From 5a2da96a44abad6be752c7ee1cac173aa1ca2f7c Mon Sep 17 00:00:00 2001
From: Trevor Gross <tmgross@umich.edu>
Date: Mon, 9 Dec 2024 09:25:22 +0000
Subject: [PATCH] dec2flt: Update documentation of existing methods

Fix or elaborate existing float parsing documentation. This includes
introducing a convention that should make naming more consistent.
---
 library/core/src/num/dec2flt/common.rs  | 14 ++++++++------
 library/core/src/num/dec2flt/decimal.rs | 22 +++++++++++++---------
 library/core/src/num/dec2flt/mod.rs     | 16 ++++++++++++++--
 3 files changed, 35 insertions(+), 17 deletions(-)

diff --git a/library/core/src/num/dec2flt/common.rs b/library/core/src/num/dec2flt/common.rs
index 4dadf406ae8c..1646d3a95d3b 100644
--- a/library/core/src/num/dec2flt/common.rs
+++ b/library/core/src/num/dec2flt/common.rs
@@ -8,12 +8,12 @@ pub(crate) trait ByteSlice {
     /// Writes a 64-bit integer as 8 bytes in little-endian order.
     fn write_u64(&mut self, value: u64);
 
-    /// Calculate the offset of a slice from another.
+    /// Calculate the difference in length between two slices.
     fn offset_from(&self, other: &Self) -> isize;
 
     /// Iteratively parse and consume digits from bytes.
-    /// Returns the same bytes with consumed digits being
-    /// elided.
+    ///
+    /// Returns the same bytes with consumed digits being elided. Breaks on invalid digits.

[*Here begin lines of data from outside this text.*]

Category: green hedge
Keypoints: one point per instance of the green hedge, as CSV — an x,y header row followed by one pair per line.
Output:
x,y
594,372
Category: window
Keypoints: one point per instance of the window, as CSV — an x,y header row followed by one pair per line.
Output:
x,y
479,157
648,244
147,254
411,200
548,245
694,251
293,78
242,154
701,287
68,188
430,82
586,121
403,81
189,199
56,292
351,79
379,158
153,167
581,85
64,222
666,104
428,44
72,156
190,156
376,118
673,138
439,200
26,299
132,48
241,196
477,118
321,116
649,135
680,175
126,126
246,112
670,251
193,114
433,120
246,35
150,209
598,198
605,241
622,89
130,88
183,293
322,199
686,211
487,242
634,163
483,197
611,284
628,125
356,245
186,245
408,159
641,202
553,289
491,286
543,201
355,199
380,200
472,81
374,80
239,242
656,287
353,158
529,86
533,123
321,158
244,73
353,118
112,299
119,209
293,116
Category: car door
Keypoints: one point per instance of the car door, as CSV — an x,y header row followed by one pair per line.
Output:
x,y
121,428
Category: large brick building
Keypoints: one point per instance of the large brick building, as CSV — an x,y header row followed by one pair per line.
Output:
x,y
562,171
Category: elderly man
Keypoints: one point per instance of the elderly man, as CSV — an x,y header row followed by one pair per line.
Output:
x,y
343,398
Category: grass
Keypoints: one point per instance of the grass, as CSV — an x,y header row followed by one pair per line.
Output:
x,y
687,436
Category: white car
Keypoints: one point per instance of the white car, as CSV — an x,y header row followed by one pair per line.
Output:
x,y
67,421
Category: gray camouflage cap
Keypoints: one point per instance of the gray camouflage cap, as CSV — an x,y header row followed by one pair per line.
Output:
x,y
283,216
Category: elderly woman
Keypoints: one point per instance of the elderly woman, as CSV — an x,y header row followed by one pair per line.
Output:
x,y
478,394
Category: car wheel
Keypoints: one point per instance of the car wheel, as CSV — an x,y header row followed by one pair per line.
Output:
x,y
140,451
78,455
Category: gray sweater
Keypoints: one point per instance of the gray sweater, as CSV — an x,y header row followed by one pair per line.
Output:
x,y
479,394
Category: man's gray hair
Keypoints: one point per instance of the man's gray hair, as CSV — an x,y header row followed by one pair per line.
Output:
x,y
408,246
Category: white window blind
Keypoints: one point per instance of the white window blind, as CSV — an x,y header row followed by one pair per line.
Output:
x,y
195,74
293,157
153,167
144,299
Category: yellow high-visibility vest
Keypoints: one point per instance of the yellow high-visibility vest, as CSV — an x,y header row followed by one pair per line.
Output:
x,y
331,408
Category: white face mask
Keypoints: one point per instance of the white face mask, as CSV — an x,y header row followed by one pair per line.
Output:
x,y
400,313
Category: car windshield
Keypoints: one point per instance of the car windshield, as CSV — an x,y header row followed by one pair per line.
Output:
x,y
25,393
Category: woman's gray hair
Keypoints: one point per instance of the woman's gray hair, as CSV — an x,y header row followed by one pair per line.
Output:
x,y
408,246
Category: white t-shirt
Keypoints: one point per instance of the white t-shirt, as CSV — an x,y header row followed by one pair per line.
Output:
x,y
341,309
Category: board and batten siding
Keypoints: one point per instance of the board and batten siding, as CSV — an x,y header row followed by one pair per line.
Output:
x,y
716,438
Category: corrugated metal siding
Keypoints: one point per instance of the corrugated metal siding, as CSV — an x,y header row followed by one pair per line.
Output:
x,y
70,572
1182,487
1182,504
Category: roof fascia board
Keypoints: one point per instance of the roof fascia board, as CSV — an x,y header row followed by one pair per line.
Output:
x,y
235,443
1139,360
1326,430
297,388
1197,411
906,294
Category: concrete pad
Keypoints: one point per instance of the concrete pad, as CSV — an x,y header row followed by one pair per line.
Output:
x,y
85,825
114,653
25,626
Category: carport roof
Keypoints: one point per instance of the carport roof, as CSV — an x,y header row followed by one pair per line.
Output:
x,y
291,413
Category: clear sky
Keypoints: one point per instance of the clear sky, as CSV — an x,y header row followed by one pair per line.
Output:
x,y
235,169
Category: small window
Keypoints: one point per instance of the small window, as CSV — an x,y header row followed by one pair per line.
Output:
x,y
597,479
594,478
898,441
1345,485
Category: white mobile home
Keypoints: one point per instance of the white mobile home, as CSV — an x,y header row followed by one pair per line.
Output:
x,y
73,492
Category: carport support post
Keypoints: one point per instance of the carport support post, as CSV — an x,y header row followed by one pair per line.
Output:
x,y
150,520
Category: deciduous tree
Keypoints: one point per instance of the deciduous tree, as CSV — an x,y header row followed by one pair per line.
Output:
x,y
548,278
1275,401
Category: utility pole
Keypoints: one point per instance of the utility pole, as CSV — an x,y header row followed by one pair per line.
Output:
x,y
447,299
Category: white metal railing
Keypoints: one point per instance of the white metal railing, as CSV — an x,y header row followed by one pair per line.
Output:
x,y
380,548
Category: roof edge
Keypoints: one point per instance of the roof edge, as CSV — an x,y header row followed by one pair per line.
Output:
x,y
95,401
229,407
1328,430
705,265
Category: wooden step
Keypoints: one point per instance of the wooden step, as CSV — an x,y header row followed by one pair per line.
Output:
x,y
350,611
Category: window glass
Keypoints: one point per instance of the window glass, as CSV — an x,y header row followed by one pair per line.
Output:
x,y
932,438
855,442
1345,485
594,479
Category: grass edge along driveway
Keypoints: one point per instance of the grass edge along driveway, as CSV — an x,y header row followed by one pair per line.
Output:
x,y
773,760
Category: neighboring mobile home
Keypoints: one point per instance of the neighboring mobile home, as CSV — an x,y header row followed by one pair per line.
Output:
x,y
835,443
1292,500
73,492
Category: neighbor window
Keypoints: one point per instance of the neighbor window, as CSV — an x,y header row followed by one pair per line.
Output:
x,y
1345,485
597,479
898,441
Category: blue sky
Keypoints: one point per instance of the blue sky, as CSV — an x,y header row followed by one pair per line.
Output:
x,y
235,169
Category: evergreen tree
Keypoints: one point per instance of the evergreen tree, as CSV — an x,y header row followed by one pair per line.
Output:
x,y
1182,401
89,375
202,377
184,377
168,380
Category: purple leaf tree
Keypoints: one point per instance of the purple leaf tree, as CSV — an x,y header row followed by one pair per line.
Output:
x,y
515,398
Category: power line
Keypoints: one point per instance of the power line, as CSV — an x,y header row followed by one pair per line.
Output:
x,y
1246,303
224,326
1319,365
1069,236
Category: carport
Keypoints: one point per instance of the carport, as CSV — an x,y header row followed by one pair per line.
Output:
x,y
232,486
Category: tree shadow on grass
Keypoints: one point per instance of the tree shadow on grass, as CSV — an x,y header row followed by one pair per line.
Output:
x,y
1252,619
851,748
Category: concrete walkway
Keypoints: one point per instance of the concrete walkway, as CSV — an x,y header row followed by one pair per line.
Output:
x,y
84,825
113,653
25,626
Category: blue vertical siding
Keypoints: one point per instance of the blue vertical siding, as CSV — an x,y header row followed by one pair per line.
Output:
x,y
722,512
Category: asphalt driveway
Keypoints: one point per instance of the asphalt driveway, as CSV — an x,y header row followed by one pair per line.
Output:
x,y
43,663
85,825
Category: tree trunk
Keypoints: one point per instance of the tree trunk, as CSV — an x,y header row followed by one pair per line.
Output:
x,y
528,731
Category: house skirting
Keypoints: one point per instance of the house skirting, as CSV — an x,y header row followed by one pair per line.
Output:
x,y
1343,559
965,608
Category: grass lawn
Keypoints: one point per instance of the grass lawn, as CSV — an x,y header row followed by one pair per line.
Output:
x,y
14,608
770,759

     fn parse_digits(&self, func: impl FnMut(u8)) -> &Self;
 }
 
@@ -39,11 +39,11 @@ impl ByteSlice for [u8] {
     fn parse_digits(&self, mut func: impl FnMut(u8)) -> &Self {
         let mut s = self;
 
-        while let Some((c, s_next)) = s.split_first() {
+        while let Some((c, rest)) = s.split_first() {
             let c = c.wrapping_sub(b'0');
             if c < 10 {
                 func(c);
-                s = s_next;
+                s = rest;
             } else {
                 break;
             }
@@ -53,7 +53,9 @@ impl ByteSlice for [u8] {
     }
 }
 
-/// Determine if 8 bytes are all decimal digits.
+/// Determine if all characters in an 8-byte byte string (represented as a `u64`) are all decimal
+/// digits.
+///
 /// This does not care about the order in which the bytes were loaded.
 pub(crate) fn is_8digits(v: u64) -> bool {
     let a = v.wrapping_add(0x4646_4646_4646_4646);
diff --git a/library/core/src/num/dec2flt/decimal.rs b/library/core/src/num/dec2flt/decimal.rs
index b37724ba62d5..a84e11ec8e71 100644
--- a/library/core/src/num/dec2flt/decimal.rs
+++ b/library/core/src/num/dec2flt/decimal.rs
@@ -1,4 +1,4 @@
-//! Arbitrary-precision decimal class for fallback algorithms.
+//! Arbitrary-precision decimal type used by fallback algorithms.
 //!
 //! This is only used if the fast-path (native floats) and
 //! the Eisel-Lemire algorithm are unable to unambiguously
@@ -11,6 +11,7 @@
 
 use crate::num::dec2flt::common::{ByteSlice, is_8digits};
 
+/// A decimal floating-point number.
 #[derive(Clone)]
 pub(super) struct Decimal {
     /// The number of significant digits in the decimal.
@@ -30,18 +31,17 @@ impl Default for Decimal {
 }
 
 impl Decimal {
-    /// The maximum number of digits required to unambiguously round a float.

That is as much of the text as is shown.